OIG investigators also discovered that a poor understanding of Caritas’ lease by VA police and by hospital staff prevented White’s body from being discovered earlier. 

Several months prior to White’s disappearance, Caritas management requested that VA police no longer conduct regular patrols of the building unless specifically requested. The Bedford VA police chief at the time—Shawn Kelley—agreed to the request and ordered his officers to cease regular patrols. This violated VA policy as well as the terms of VA’s lease with Caritas. According to the lease, parts of the building were still considered unleased VA property, including the emergency exit stairwells, which had previously been a regular part of VA officer’s patrols. 

“Police did not discover Mr. White’s remains in the stairwell during the month after he was reported missing because they were no longer patrolling [the building],” the report states. “The VA police chief exceeded his authority in issuing this order.”

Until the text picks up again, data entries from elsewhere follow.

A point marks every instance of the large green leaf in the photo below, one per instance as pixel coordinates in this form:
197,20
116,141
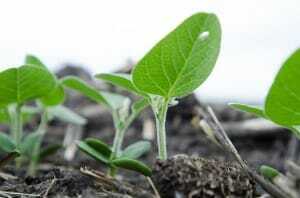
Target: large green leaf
84,88
4,116
120,80
56,97
66,115
29,143
255,110
134,165
99,146
49,150
282,104
25,83
115,101
182,60
6,143
136,150
83,146
33,60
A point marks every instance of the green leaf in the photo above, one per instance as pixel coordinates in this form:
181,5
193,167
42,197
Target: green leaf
33,60
136,150
29,143
83,146
99,146
4,116
255,110
134,165
282,104
79,85
181,61
139,105
269,172
56,97
49,150
66,115
115,101
120,80
6,143
28,82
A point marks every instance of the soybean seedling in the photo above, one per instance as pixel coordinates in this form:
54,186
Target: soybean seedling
123,114
281,106
19,86
50,107
174,68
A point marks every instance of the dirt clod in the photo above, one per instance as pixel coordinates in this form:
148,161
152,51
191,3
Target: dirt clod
194,177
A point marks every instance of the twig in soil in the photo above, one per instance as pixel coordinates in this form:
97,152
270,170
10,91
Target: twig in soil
18,194
221,136
153,187
49,188
8,158
7,176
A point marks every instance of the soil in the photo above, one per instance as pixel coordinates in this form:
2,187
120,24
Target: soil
197,177
216,177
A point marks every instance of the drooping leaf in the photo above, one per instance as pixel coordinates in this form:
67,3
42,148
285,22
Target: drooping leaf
120,80
282,104
269,172
6,143
181,61
29,143
56,97
79,85
115,101
134,165
33,60
92,152
136,150
25,83
99,146
49,150
255,110
66,115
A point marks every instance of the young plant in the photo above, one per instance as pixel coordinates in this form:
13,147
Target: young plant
19,86
174,68
50,107
282,104
123,115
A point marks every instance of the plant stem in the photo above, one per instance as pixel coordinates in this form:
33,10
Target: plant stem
160,111
18,126
36,150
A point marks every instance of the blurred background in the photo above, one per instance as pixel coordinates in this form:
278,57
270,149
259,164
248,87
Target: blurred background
102,36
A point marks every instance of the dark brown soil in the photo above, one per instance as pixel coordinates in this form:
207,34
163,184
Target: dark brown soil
196,177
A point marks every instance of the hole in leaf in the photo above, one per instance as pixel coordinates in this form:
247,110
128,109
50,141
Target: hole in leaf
204,35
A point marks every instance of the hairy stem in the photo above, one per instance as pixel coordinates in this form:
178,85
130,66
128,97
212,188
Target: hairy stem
36,150
17,126
160,111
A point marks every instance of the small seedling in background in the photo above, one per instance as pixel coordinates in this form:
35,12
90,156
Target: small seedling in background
174,68
282,106
40,85
19,86
50,107
123,114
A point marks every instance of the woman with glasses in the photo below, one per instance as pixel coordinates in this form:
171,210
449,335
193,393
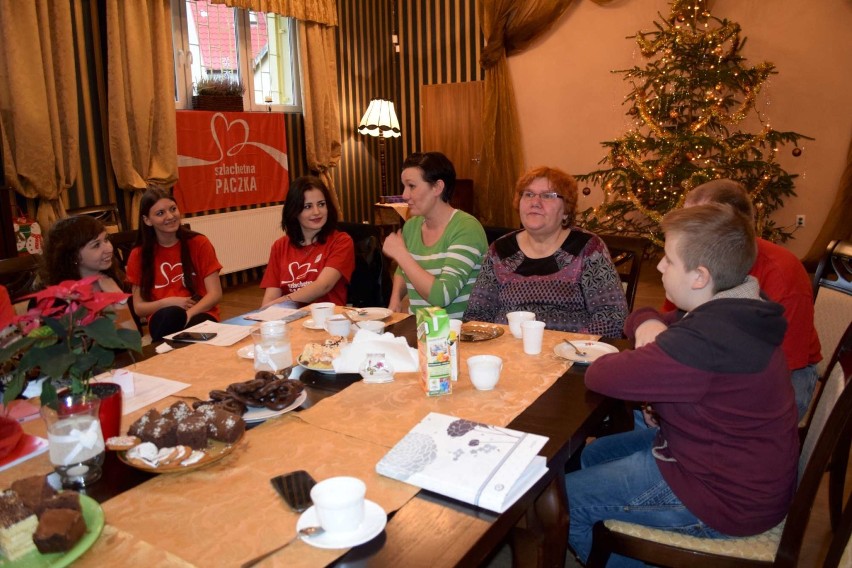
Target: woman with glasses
439,249
551,267
314,261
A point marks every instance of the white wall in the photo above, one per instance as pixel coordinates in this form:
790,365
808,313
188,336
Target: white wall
569,101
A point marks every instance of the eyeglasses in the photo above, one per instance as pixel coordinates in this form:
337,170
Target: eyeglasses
546,196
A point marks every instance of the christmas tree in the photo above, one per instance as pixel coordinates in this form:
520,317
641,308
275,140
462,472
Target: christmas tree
688,104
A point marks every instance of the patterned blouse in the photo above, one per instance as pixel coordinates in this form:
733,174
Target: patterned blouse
575,289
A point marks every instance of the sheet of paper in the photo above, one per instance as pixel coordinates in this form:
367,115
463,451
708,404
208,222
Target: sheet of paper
149,389
276,312
226,334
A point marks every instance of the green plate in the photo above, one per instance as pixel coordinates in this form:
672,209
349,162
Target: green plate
94,516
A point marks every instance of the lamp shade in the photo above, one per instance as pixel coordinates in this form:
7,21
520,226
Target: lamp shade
380,120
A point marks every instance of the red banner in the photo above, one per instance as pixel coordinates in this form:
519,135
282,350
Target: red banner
227,159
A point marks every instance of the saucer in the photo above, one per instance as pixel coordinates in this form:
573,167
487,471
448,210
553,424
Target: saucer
309,323
373,524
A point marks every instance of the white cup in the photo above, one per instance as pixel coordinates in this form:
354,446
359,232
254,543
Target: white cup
339,503
484,371
515,321
374,326
533,332
320,312
338,325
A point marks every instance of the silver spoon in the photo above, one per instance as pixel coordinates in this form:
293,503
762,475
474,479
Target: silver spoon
574,347
304,531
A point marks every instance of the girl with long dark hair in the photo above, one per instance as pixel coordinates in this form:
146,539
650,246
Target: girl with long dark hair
314,261
174,271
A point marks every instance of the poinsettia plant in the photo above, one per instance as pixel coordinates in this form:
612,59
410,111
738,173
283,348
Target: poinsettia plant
69,335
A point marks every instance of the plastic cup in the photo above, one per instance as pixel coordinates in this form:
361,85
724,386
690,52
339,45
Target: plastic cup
533,332
515,321
321,312
339,503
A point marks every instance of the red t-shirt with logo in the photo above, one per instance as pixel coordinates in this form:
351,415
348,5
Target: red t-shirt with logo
168,269
291,267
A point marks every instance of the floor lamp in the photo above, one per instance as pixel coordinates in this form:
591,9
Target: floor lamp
380,120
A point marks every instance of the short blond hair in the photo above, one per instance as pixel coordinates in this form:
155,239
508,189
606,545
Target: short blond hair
717,237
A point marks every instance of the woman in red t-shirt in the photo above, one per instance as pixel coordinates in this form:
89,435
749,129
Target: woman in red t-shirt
174,271
313,262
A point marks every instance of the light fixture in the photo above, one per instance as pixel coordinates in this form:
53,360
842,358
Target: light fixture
380,120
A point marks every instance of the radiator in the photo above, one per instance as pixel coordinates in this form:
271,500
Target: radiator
242,239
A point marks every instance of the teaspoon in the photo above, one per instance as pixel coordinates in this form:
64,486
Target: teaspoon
574,347
304,531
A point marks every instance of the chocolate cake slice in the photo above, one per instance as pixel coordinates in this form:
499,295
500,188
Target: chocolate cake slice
59,530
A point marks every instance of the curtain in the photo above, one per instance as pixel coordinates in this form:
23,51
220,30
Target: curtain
509,27
323,144
318,58
38,102
837,225
140,83
316,11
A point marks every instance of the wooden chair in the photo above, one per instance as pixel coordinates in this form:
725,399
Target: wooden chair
827,442
627,254
18,274
106,213
370,283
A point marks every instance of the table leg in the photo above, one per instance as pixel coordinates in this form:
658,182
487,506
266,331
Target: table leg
541,538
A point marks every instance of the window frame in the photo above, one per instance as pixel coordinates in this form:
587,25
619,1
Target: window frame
182,60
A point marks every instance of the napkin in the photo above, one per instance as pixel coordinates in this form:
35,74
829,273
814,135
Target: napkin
402,358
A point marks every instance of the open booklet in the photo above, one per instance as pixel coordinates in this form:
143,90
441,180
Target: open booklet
487,466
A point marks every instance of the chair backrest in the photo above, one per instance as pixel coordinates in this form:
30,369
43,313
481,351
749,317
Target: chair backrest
18,274
122,243
830,442
833,297
627,254
106,213
370,282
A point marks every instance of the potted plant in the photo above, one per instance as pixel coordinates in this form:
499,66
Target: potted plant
219,92
70,335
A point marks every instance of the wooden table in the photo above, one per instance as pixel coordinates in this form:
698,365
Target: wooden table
426,529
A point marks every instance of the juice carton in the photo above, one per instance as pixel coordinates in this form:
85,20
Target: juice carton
433,337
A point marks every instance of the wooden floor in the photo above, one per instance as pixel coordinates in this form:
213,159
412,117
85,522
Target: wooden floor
240,299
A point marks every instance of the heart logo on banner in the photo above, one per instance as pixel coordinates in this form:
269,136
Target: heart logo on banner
171,273
299,271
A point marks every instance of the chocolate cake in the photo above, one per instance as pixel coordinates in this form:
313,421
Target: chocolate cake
178,412
143,422
17,525
223,425
192,432
65,500
59,530
33,491
162,432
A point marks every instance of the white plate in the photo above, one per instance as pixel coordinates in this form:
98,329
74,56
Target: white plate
373,524
317,369
309,323
593,349
369,314
260,413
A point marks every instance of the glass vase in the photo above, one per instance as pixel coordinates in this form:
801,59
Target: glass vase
76,444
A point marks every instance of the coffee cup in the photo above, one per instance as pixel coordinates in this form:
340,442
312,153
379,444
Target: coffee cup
339,503
533,332
516,319
320,312
338,325
484,371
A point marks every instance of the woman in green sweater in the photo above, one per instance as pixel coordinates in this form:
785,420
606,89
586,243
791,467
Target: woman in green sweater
439,249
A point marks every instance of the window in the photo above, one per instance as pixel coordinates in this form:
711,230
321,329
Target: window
215,41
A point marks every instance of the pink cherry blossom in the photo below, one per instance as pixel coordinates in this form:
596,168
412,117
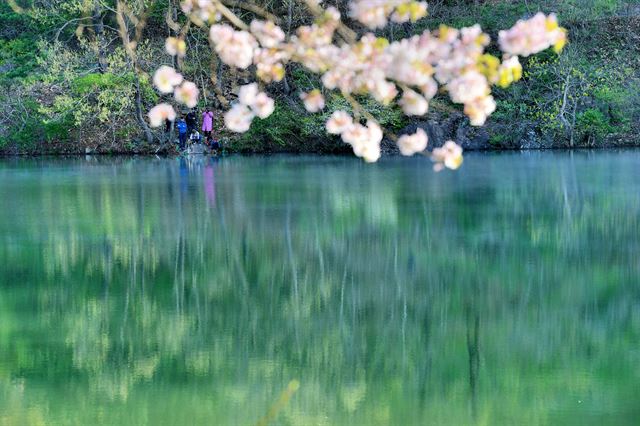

Kelley resigned while the OIG investigation was underway.

Confusion About Lease Terms

This misunderstanding of the terms of Caritas’ lease extended beyond VA police. Confusion among medical centers staff resulted in the emergency exit stairwells in the building not being cleaned as part of regular VA cleaning and maintenance. 

The hospital’s chief of Environmental Management Service (EMS) testified that he was informed by his predecessor when he took over the position in 2014 not to bother with Building 5, since that was leased to Caritas. He was unaware that the lease did not extend to the emergency stairwells. The EMS chief testified that he physically checked emergency stairwells in nonleased VA spaces several times a week. 

VA leadership, including the executive director of the Office of Security and Law Enforcement, concurred with OIG’s findings and recommendations. OSLE is drafting new standard operating procedures for VA police nationwide, ensuring that searches will be conducted for anyone reported missing on VA property, regardless of their patient status.